Она молчала – обиженная, печальная, растерянная, а я… Я радовался, как последняя скотина. Все было сказано, все трудные тайны, отягощавшие меня, были расчленены и поднесены Асе на блюдечке (Эльза не в счет – она вообще из другой оперы), и я с удовлетворением наблюдал, что она не подавилась этим знанием: не случилось ни истерики, ни слез, ни упреков… Впрочем, я всегда знал, что за внешней Асиной ранимостью скрывается устойчивый, флегматичный нрав. Она справится сама, а я получал шанс, оттолкнувшись от того дна, где находился сейчас, начать восхождение по новому витку наших отношений. Осталось только понять, зачем.
– Пожалуйста, не расстраивайся, – мягко сказал я. – Ты же вернулась. Это чудо. После этого ничего не имеет значения. Я наделал массу ошибок, я очень виноват, я придурок и мудак, это правда. Но теперь я… всегда буду с тобой. Если только ты этого захочешь.
– Н-не болтай, – сердито оборвала она меня. – Следи за дорогой.
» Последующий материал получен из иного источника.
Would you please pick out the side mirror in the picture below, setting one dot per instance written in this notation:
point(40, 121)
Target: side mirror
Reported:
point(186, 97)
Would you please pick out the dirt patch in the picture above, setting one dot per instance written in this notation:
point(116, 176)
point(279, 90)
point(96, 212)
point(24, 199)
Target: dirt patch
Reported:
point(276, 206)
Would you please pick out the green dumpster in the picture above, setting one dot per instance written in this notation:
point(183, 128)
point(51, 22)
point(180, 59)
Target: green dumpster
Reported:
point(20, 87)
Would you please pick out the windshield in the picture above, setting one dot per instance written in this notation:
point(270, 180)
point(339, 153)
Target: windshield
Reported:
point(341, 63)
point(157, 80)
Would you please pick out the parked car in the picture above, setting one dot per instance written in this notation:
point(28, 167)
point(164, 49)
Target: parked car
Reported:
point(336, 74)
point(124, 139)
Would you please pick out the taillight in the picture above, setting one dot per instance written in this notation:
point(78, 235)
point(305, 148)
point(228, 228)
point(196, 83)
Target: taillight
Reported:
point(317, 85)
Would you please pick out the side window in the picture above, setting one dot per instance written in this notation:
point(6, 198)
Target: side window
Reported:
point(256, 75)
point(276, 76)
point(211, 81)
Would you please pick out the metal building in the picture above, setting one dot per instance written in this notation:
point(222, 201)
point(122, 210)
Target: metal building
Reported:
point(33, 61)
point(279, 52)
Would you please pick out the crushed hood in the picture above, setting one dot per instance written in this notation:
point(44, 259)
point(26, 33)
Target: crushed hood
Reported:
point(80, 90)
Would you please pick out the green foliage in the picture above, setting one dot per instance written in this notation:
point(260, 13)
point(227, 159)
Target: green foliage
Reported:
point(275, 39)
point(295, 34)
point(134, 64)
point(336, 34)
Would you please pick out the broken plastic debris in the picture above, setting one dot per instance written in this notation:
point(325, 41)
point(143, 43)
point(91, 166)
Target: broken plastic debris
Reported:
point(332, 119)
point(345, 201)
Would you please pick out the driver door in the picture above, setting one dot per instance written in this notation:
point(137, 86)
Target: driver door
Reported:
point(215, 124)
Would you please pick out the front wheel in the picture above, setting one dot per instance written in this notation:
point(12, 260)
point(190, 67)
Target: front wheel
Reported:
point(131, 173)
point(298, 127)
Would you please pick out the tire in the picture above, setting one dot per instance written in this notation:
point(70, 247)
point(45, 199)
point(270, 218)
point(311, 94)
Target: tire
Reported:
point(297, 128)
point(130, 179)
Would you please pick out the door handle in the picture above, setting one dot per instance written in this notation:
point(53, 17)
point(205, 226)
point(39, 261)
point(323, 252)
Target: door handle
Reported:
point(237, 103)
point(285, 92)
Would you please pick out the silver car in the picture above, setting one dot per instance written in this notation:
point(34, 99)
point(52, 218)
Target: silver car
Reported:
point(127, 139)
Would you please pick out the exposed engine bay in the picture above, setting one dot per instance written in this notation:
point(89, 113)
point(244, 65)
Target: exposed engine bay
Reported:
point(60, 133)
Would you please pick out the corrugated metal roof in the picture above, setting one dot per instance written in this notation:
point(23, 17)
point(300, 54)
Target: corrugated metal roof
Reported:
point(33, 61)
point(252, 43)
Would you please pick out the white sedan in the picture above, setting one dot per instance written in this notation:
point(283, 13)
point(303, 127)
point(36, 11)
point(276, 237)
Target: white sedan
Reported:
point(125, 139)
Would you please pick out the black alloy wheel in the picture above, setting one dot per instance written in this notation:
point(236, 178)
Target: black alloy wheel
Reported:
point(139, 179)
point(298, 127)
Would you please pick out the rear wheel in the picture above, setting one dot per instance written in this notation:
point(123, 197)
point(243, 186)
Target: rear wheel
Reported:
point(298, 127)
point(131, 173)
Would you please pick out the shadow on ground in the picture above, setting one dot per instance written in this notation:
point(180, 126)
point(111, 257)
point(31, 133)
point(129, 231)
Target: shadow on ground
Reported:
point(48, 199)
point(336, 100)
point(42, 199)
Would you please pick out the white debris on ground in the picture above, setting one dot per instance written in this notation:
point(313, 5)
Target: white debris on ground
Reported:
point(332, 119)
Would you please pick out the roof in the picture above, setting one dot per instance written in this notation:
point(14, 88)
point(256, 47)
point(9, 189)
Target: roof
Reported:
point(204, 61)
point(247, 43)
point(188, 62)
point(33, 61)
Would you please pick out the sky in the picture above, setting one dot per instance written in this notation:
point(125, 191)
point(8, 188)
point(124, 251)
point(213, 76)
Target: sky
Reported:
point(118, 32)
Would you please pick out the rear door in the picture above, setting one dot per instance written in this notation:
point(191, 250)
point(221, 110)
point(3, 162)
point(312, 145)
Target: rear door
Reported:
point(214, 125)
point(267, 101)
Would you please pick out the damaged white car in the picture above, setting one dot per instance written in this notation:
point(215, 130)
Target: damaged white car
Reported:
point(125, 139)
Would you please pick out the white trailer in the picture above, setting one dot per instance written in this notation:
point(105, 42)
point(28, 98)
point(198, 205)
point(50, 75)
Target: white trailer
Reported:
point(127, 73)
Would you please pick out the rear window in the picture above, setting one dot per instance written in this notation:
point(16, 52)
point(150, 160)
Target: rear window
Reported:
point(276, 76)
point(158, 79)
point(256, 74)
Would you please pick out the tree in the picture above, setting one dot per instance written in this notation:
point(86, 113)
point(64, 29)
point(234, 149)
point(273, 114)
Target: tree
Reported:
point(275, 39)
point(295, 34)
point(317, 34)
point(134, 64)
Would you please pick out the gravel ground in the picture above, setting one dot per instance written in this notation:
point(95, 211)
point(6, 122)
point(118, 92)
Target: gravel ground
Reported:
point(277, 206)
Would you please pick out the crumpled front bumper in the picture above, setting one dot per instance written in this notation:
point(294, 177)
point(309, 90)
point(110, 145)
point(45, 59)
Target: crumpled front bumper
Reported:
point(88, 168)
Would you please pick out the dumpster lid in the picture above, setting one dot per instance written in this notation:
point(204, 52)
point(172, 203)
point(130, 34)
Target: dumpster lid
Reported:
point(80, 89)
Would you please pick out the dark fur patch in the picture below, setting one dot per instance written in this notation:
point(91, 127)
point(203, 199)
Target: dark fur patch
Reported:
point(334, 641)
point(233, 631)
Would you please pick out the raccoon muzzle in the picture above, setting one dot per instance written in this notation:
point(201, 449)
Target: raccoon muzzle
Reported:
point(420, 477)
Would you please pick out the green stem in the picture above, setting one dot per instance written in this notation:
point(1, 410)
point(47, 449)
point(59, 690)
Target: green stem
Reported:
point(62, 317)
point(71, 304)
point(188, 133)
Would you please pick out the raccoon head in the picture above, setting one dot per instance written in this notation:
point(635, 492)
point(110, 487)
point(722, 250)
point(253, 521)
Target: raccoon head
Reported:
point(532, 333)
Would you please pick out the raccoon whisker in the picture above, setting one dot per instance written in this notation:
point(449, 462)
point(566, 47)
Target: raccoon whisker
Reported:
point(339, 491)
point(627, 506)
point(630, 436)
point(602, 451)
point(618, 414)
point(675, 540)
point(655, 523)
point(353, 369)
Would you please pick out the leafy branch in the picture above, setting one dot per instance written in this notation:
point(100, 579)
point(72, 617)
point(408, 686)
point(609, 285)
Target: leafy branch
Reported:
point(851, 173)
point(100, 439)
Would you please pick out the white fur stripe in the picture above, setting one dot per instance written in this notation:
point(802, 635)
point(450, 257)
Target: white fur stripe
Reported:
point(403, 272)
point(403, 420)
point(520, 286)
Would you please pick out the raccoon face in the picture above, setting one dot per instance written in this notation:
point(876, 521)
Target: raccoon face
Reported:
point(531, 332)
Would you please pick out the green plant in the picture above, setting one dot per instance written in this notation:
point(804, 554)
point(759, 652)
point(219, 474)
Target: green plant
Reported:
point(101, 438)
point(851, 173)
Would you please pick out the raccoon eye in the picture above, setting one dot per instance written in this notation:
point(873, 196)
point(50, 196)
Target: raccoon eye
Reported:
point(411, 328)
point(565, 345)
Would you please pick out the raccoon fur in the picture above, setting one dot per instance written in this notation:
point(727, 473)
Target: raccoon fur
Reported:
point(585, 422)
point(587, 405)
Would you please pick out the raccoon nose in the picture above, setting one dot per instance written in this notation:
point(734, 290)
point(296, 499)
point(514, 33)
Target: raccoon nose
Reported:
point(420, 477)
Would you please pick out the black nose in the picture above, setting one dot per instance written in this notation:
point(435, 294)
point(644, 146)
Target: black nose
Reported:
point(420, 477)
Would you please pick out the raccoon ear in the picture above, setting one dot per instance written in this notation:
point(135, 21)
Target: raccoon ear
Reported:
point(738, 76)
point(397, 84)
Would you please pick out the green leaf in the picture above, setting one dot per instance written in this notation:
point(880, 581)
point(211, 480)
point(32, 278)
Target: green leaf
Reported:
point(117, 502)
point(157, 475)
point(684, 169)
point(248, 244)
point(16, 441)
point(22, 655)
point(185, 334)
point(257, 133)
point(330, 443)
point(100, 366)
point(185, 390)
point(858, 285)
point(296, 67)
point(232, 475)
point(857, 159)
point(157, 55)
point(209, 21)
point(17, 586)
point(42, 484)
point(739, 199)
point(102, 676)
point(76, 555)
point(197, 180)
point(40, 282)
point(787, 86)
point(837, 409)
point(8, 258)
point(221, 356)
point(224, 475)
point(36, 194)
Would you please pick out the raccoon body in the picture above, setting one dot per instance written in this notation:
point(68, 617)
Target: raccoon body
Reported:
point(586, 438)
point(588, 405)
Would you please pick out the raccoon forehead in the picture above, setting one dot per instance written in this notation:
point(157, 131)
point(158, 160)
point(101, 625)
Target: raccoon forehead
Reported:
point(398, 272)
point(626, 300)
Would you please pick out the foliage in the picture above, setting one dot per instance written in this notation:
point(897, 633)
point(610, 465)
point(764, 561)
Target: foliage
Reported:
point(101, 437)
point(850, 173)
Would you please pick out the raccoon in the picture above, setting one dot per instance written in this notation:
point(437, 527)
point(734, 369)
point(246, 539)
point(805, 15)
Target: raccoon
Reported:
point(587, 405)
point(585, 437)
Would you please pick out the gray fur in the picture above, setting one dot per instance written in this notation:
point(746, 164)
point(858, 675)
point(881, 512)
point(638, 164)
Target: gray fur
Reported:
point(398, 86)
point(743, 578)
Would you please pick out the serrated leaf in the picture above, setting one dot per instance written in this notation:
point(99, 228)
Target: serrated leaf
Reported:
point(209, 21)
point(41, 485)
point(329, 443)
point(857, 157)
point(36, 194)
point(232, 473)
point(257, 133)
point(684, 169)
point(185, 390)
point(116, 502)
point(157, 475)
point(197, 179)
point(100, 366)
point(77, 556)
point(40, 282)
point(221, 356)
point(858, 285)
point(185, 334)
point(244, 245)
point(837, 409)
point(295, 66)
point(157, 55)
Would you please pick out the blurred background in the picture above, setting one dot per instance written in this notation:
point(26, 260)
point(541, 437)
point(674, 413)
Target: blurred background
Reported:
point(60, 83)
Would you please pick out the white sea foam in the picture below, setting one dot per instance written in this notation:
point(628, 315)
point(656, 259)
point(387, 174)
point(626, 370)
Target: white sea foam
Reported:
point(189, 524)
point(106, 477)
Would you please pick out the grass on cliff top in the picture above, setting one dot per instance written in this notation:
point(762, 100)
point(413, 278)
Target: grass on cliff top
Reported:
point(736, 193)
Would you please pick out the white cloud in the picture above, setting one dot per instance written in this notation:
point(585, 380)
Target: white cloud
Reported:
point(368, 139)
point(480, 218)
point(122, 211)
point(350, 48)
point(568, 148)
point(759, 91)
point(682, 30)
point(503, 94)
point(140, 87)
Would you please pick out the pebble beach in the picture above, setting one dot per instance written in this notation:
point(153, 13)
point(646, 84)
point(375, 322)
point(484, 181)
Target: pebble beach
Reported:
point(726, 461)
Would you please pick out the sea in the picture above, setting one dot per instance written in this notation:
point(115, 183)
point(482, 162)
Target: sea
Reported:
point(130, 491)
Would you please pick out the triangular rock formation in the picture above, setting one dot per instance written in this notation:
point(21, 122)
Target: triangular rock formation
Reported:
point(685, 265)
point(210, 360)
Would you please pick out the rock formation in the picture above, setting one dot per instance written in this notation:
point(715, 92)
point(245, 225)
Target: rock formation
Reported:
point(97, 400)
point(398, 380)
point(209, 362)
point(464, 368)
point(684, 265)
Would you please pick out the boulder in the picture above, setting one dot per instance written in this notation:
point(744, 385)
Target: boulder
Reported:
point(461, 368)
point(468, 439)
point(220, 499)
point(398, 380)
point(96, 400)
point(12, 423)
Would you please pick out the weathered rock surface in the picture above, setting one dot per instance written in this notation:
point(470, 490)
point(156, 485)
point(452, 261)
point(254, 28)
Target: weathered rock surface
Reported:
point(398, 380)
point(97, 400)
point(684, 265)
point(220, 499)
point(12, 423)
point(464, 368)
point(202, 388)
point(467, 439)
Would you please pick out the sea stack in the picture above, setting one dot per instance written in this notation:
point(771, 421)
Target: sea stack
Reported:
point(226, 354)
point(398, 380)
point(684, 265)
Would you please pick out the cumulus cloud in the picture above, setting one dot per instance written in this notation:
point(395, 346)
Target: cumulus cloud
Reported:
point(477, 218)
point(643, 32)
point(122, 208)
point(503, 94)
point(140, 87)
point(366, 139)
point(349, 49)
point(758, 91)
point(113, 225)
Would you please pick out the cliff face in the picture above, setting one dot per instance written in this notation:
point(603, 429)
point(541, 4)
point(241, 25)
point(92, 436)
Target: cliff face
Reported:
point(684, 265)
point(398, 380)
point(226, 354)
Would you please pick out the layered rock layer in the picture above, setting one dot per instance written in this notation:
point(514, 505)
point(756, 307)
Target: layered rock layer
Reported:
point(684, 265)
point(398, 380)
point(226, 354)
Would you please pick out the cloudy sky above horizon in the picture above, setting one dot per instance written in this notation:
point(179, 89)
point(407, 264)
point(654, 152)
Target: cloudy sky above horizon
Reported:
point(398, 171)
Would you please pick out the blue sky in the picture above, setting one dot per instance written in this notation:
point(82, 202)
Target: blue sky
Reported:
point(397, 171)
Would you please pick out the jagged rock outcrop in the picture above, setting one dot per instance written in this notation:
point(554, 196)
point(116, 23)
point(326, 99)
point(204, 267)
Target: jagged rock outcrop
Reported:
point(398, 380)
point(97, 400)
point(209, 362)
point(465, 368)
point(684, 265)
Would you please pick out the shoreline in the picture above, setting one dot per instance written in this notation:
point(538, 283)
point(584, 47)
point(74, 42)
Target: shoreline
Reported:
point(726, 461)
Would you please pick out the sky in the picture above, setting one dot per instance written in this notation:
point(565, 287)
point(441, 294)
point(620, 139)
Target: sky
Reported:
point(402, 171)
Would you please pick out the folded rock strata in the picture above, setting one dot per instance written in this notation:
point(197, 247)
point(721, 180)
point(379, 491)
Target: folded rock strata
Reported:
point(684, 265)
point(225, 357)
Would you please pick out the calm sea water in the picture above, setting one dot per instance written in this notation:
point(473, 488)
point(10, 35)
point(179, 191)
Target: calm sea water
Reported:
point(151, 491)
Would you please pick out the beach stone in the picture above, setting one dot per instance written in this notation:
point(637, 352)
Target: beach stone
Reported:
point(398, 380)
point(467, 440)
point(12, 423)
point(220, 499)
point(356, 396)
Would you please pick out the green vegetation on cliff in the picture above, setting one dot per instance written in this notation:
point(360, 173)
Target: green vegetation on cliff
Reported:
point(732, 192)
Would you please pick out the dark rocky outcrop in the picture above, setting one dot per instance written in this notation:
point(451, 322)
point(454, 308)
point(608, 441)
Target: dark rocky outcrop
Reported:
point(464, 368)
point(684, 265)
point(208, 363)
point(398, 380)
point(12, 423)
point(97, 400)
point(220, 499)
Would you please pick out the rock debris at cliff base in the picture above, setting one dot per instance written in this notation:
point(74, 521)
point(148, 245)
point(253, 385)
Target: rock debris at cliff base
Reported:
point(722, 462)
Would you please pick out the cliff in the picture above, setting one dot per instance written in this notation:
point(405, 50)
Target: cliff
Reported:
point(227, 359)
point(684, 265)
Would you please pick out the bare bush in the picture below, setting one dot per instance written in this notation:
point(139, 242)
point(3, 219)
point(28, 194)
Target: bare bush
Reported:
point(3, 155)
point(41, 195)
– Хорошо, – вздохнул я в сотый, наверное, раз за этот день. – Но ты подумай над моим предложением… Можно еще малюсенький вопрос?
– Н-ну? – мрачно сказала она.
– Ты не будешь возражать, если мы заскочим ко мне домой? Я тоже, видишь, не по сезону одет… Это по пути, быстро.
Она молча пожала плечами. Видно, ей было все равно.
– Ася, – тихо позвал я, остановившись на светофоре.
Она молчала.
– Аська! – прикрикнул я на нее. Это возымело эффект: теперь она смотрела на меня круглыми глазами исподлобья.